Mode: `t2v` — Text-to-Video (Wan2.1 T2V-1.3B)

{baseDir}/scripts/generate.py t2v \
  --prompt "A red sports car driving on a mountain road at sunset" \
  --length 49 \
  --output /tmp/video_frames/

Option	Default	Description
`--prompt`	(required)	Text prompt
`--negative`	""	Negative prompt
`--width`	832	Frame width
`--height`	480	Frame height
`--length`	49	Number of frames (≈3s at 16fps)
`--steps`	20	Sampling steps
`--seed`	random	Reproducible seed
`--output`	ComfyUI output dir	Copy frames here
`--wait`	300	Max wait seconds

Recommended Wan2.1 T2V params: steps=20, cfg=5.0, sampler=uni_pc_bh2, scheduler=simple

Mode: `i2v` — Image-to-Video (Wan2.1 I2V using T2V-1.3B)

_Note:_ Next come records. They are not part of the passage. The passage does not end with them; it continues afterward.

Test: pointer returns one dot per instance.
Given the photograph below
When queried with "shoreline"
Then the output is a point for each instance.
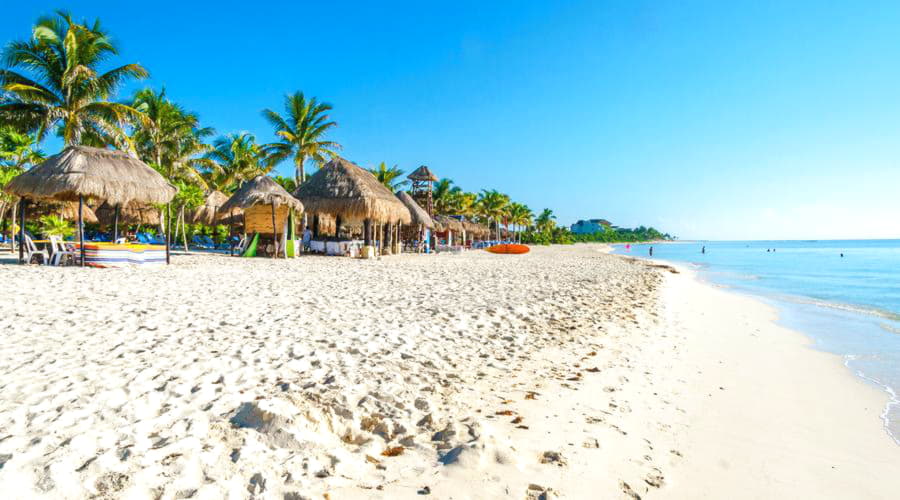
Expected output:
(793, 415)
(781, 305)
(564, 373)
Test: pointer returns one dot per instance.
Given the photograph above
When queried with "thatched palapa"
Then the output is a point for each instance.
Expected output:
(446, 222)
(345, 190)
(67, 210)
(418, 214)
(422, 173)
(82, 171)
(132, 213)
(210, 210)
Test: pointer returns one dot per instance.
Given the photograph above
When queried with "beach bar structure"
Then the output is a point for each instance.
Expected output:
(81, 173)
(267, 211)
(420, 225)
(352, 195)
(422, 181)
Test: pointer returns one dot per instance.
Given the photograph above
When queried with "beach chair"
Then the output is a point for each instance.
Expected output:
(60, 252)
(31, 251)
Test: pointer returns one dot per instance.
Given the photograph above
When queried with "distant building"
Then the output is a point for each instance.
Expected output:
(590, 226)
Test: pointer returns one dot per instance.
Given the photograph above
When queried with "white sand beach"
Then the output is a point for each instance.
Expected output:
(564, 373)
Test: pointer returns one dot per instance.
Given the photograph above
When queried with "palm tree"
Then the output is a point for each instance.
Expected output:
(443, 193)
(301, 132)
(492, 205)
(170, 138)
(389, 176)
(519, 215)
(67, 89)
(17, 153)
(546, 221)
(238, 158)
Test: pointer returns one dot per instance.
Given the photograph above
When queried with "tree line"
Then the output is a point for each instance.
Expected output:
(54, 82)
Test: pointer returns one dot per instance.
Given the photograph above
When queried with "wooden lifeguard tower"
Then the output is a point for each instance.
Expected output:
(422, 182)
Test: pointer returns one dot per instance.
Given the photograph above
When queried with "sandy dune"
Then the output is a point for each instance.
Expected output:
(561, 373)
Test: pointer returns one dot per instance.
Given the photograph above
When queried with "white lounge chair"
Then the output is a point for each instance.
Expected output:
(31, 251)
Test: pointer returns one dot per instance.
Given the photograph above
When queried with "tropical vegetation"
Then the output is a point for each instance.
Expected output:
(63, 80)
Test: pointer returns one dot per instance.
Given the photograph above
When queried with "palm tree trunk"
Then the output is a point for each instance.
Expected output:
(184, 231)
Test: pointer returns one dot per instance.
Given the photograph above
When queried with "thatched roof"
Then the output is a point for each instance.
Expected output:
(132, 213)
(418, 214)
(262, 190)
(212, 206)
(446, 222)
(475, 229)
(422, 173)
(341, 188)
(103, 174)
(67, 210)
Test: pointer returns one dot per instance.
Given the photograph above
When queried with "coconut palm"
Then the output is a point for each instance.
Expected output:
(66, 88)
(301, 133)
(519, 215)
(391, 178)
(546, 221)
(170, 138)
(492, 205)
(17, 153)
(238, 158)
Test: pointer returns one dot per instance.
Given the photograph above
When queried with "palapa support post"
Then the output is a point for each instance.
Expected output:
(81, 227)
(168, 231)
(231, 233)
(274, 234)
(22, 204)
(116, 225)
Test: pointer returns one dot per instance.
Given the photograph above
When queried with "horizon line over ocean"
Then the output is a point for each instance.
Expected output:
(843, 294)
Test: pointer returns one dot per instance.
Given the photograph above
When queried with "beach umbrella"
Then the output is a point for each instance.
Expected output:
(82, 172)
(260, 192)
(346, 191)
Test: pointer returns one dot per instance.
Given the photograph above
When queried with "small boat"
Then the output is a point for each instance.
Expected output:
(509, 248)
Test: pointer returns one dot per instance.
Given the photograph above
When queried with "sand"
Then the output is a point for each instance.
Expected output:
(563, 373)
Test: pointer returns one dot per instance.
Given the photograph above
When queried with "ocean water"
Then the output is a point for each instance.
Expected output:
(848, 305)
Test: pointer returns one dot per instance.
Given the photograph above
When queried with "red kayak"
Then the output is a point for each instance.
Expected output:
(509, 248)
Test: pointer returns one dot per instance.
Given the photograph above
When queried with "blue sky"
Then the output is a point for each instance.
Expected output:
(718, 120)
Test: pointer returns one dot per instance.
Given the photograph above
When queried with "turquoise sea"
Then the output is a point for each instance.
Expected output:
(848, 305)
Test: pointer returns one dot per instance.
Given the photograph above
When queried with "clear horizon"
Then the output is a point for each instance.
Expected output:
(747, 121)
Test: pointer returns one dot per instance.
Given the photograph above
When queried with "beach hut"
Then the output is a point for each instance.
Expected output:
(67, 210)
(79, 173)
(449, 225)
(422, 180)
(421, 221)
(267, 212)
(351, 194)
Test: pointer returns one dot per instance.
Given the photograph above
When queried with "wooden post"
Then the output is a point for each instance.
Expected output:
(231, 233)
(81, 227)
(22, 203)
(274, 233)
(167, 231)
(116, 225)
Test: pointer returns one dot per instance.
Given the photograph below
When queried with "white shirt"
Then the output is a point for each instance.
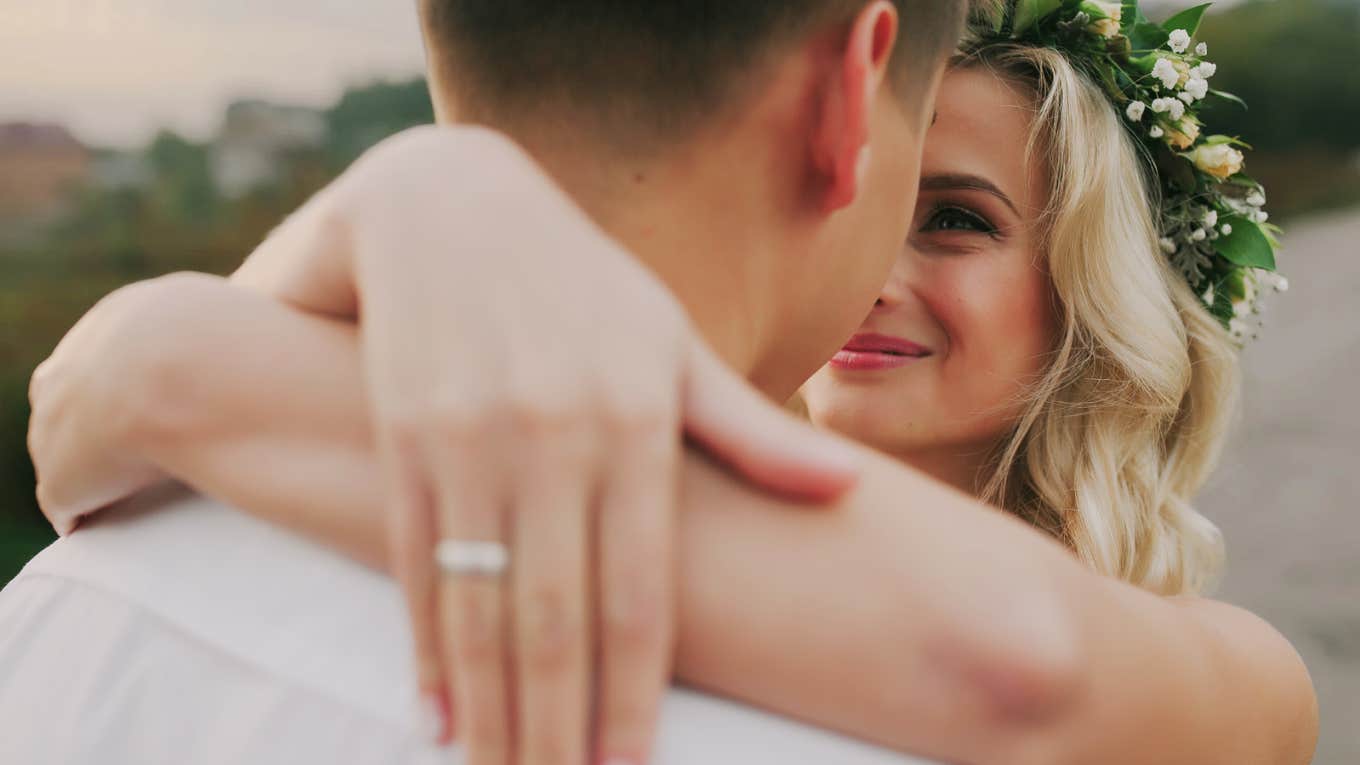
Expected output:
(173, 629)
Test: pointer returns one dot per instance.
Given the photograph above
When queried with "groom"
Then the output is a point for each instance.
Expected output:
(736, 165)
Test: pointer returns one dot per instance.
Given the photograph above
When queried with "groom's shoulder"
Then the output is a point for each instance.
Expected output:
(253, 594)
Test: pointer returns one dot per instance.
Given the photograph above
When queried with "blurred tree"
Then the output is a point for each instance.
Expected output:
(370, 113)
(182, 187)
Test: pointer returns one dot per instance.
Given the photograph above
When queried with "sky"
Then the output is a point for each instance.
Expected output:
(116, 71)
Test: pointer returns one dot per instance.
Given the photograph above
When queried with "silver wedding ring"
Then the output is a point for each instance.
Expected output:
(457, 557)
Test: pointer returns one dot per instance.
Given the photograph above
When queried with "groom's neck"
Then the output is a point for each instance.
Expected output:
(709, 223)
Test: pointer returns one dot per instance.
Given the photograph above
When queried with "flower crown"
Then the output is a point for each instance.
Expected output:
(1212, 225)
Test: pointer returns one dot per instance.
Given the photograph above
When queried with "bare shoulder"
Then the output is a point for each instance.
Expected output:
(1266, 666)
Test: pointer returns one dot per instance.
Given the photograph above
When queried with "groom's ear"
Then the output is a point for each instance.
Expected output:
(841, 136)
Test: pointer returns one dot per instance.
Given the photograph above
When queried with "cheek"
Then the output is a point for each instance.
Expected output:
(1000, 330)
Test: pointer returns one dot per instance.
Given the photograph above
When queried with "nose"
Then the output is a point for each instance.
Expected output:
(895, 291)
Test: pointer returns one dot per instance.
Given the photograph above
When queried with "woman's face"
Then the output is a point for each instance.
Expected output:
(936, 373)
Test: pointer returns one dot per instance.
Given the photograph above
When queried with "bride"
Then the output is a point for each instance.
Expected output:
(1058, 339)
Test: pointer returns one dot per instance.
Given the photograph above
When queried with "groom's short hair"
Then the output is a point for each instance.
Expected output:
(643, 70)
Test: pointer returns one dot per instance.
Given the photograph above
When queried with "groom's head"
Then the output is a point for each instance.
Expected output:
(789, 129)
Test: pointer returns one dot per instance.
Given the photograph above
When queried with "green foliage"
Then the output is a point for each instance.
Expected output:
(177, 221)
(1246, 245)
(1296, 63)
(1187, 19)
(367, 115)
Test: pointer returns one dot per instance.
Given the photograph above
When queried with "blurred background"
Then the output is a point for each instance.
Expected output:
(146, 136)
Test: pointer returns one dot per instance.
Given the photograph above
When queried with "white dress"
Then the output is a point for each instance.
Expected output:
(176, 630)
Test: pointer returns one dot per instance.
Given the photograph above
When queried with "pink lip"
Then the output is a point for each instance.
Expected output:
(871, 351)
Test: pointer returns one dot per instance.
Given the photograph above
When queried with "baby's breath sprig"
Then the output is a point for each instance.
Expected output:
(1215, 229)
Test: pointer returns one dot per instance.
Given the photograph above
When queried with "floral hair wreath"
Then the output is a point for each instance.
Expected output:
(1212, 225)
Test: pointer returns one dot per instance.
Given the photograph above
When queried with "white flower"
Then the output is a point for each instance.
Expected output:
(1179, 40)
(1183, 134)
(1168, 105)
(1166, 71)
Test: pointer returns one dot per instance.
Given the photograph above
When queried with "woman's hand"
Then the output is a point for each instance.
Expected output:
(528, 384)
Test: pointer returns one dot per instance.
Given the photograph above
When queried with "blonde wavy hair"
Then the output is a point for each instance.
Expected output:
(1129, 418)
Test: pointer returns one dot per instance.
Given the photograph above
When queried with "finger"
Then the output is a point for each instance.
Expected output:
(637, 592)
(411, 543)
(472, 620)
(552, 640)
(759, 440)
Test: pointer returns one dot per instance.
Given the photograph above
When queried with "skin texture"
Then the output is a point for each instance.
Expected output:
(943, 628)
(570, 453)
(970, 285)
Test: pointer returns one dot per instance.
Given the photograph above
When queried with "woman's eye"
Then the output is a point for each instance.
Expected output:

{baseDir}/scripts/generate.py i2v \
  --prompt "gentle wave motion, water flowing" \
  --image /path/to/input.png \
  --output /tmp/video_frames/

Option	Default	Description
`--prompt`	(required)	Motion description
`--image`	(required)	Path to input image
`--length`	49	Number of frames
`--steps`	20	Sampling steps
`--seed`	random	Reproducible seed
`--output`	ComfyUI output dir	Copy frames here
`--wait`	300	Max wait seconds

Server Management

# Start (systemd user service)
systemctl --user start comfyui.service

# Check status
systemctl --user status comfyui.service

# Check API
curl -s http://127.0.0.1:8188/system_stats | python3 -m json.tool

# Manual start (if systemd not available)
cd ~/ComfyUI && LD_LIBRARY_PATH=~/comfyui-venv/lib/python3.12/site-packages/nvidia/cuda_runtime/lib:$LD_LIBRARY_PATH ~/comfyui-venv/bin/python main.py --listen 127.0.0.1 --port 8188

Installed Models

Image (Flux)

File	Location	Size
flux1-schnell.safetensors	models/unet/	23.8GB
ae.safetensors	models/vae/	335MB
clip_l.safetensors	models/clip/	250MB
t5xxl_fp16.safetensors	models/clip/	9.8GB

Video (Wan2.1)

File	Location	Size
wan2.1_t2v_1.3B_bf16.safetensors	models/diffusion_models/	5.3GB
wan2.1_vae.pth	models/vae/	485MB
umt5_xxl_fp8_e4m3fn_scaled.safetensors	models/text_encoders/	6.1GB
open_clip_xlm_roberta_large_vit_huge_14.pth	models/clip/	4.5GB (for I2V)

Workflow

Check ComfyUI status (curl http://127.0.0.1:8188/system_stats).
Start if needed (systemctl --user start comfyui.service).
Call generate.py with appropriate mode and options.
Return output image/frames to user; offer xdg-open to view.
For video: frames are individual PNGs; optionally combine into MP4 with imageio.

Troubleshooting

libcudart.so not found: set LD_LIBRARY_PATH with nvidia/cuda_runtime/lib.
OOM on 16GB VRAM: reduce resolution or use lower --length for video.
Video generation slow: T2V-1.3B 49 frames ≈ 2-3 minutes on RTX 5080.
Server won't start: pkill -f "main.py" for stale processes.
All models downloaded from ModelScope (domestic) — HuggingFace inaccessible.